If hospital employees observe an infringement, they are to ask the offender to desist or, if the employee is not comfortable doing so, is to pass on the information to their department superior or a security personnel, Linkul said.

He said that he's observed people smoking in their vehicles in the parking lot and, when advising them of the initiative, they've stubbed out their smoke.

At Brooksville Regional, Schneider said, "When we see someone who is smoking, we remind them that we are a tobacco-free facility and give them a little card and people are wonderfully cooperative for the most part."

Linkul and Schneider said physicians are helping their cause, prescribing nicotine replacements, such as patches and chewing gums, for patients who have made known their tobacco habit.

In the last year, the hospitals have ratcheted up their smoking cessation programs, both for employees and the public. "The classes keep going up," said Schneider. Concurred Linkul, "At least 10 to 12 per class. They were quite successful."

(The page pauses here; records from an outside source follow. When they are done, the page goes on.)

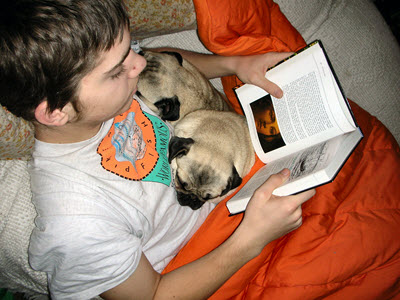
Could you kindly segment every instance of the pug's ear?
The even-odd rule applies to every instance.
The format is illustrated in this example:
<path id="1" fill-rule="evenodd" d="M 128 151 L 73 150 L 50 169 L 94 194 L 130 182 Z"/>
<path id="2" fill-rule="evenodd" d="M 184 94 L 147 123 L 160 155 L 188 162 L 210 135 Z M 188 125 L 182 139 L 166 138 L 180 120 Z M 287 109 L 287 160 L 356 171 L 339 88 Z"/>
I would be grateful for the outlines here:
<path id="1" fill-rule="evenodd" d="M 158 108 L 160 116 L 163 120 L 179 120 L 181 102 L 177 96 L 162 98 L 154 103 L 154 105 Z"/>
<path id="2" fill-rule="evenodd" d="M 171 163 L 171 161 L 175 157 L 186 155 L 189 152 L 190 147 L 193 145 L 193 143 L 194 140 L 191 138 L 174 136 L 169 142 L 168 146 L 168 162 Z"/>
<path id="3" fill-rule="evenodd" d="M 241 184 L 242 184 L 242 177 L 240 177 L 238 171 L 236 170 L 236 167 L 233 166 L 232 177 L 231 177 L 231 188 L 235 189 Z"/>
<path id="4" fill-rule="evenodd" d="M 168 54 L 168 55 L 175 56 L 176 59 L 177 59 L 177 61 L 179 62 L 179 64 L 182 66 L 182 64 L 183 64 L 183 58 L 182 58 L 182 55 L 180 55 L 178 52 L 163 51 L 163 52 L 161 52 L 161 53 L 165 53 L 165 54 Z"/>
<path id="5" fill-rule="evenodd" d="M 228 179 L 225 189 L 221 192 L 221 196 L 226 195 L 230 190 L 237 188 L 242 184 L 242 177 L 240 177 L 236 167 L 232 167 L 232 175 Z"/>

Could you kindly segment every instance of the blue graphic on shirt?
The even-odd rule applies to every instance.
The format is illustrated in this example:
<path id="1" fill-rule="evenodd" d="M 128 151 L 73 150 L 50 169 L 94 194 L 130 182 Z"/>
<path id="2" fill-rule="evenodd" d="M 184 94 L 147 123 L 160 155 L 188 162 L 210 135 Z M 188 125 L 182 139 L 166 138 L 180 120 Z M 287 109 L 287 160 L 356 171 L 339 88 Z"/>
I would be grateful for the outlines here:
<path id="1" fill-rule="evenodd" d="M 130 112 L 125 120 L 115 124 L 115 134 L 111 143 L 116 149 L 115 159 L 130 161 L 136 170 L 136 161 L 146 153 L 143 133 L 135 122 L 135 113 Z"/>
<path id="2" fill-rule="evenodd" d="M 151 170 L 149 174 L 142 178 L 142 181 L 151 181 L 163 183 L 167 186 L 171 184 L 171 169 L 168 163 L 168 144 L 170 131 L 168 126 L 159 118 L 147 114 L 144 115 L 151 122 L 155 141 L 153 138 L 148 138 L 143 135 L 141 126 L 148 126 L 146 124 L 137 124 L 135 120 L 135 113 L 130 112 L 127 117 L 118 123 L 115 123 L 115 131 L 111 143 L 116 149 L 115 159 L 117 161 L 129 161 L 136 171 L 138 163 L 140 167 L 145 167 Z M 155 149 L 154 149 L 155 148 Z M 146 152 L 156 151 L 159 155 L 156 163 L 149 164 L 146 159 Z"/>

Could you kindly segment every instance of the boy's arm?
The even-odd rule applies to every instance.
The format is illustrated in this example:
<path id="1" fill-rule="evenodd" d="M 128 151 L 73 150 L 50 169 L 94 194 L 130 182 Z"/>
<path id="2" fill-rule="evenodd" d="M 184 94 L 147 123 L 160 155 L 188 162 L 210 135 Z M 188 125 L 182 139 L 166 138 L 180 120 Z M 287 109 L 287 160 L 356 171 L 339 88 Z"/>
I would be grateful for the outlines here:
<path id="1" fill-rule="evenodd" d="M 255 191 L 242 223 L 218 248 L 170 273 L 160 275 L 142 255 L 138 268 L 122 284 L 103 293 L 105 299 L 206 299 L 271 241 L 301 225 L 301 204 L 311 190 L 275 197 L 288 170 L 271 176 Z"/>
<path id="2" fill-rule="evenodd" d="M 160 48 L 157 51 L 179 52 L 209 79 L 236 74 L 242 82 L 257 85 L 277 98 L 283 96 L 282 90 L 266 79 L 265 73 L 268 68 L 292 54 L 269 52 L 249 56 L 219 56 L 171 48 Z"/>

In addition, Oak Hill Hospital has put out literature on smoking cessation suggestions for its employees, held a one-day health fair that brought in an acupuncturist, a hypnotist and pharmaceutical specialists to detail kick-the-habit opportunities.

"Many of our employees were grateful, and quit smoking," said Linkul.

Ann-Gayle Ellis, health and education manager at the Hernando County Health Department, said officials there are pleased with the hospitals' response to the initiative that the agency has facilitated.

While successful in its outreach aid, she noted, the health department has been unable to ban smoking at its own facilities. "We are not tobacco-free, I'm sorry to say," Ellis said.

The department's facilities, she explained, occupy leased spaces, so they are unable to place restrictions on outdoor areas, such as parking lots.

"It's kind of delicate" about enforcing "breathe easy zones," meaning the smoking areas are at a distance, Ellis added.

But the officials are adamant about the importance of leading the way on promoting healthier lifestyles.

"We're in health care,'' Schneider said. "We should be preventative. We want our community to be healthy."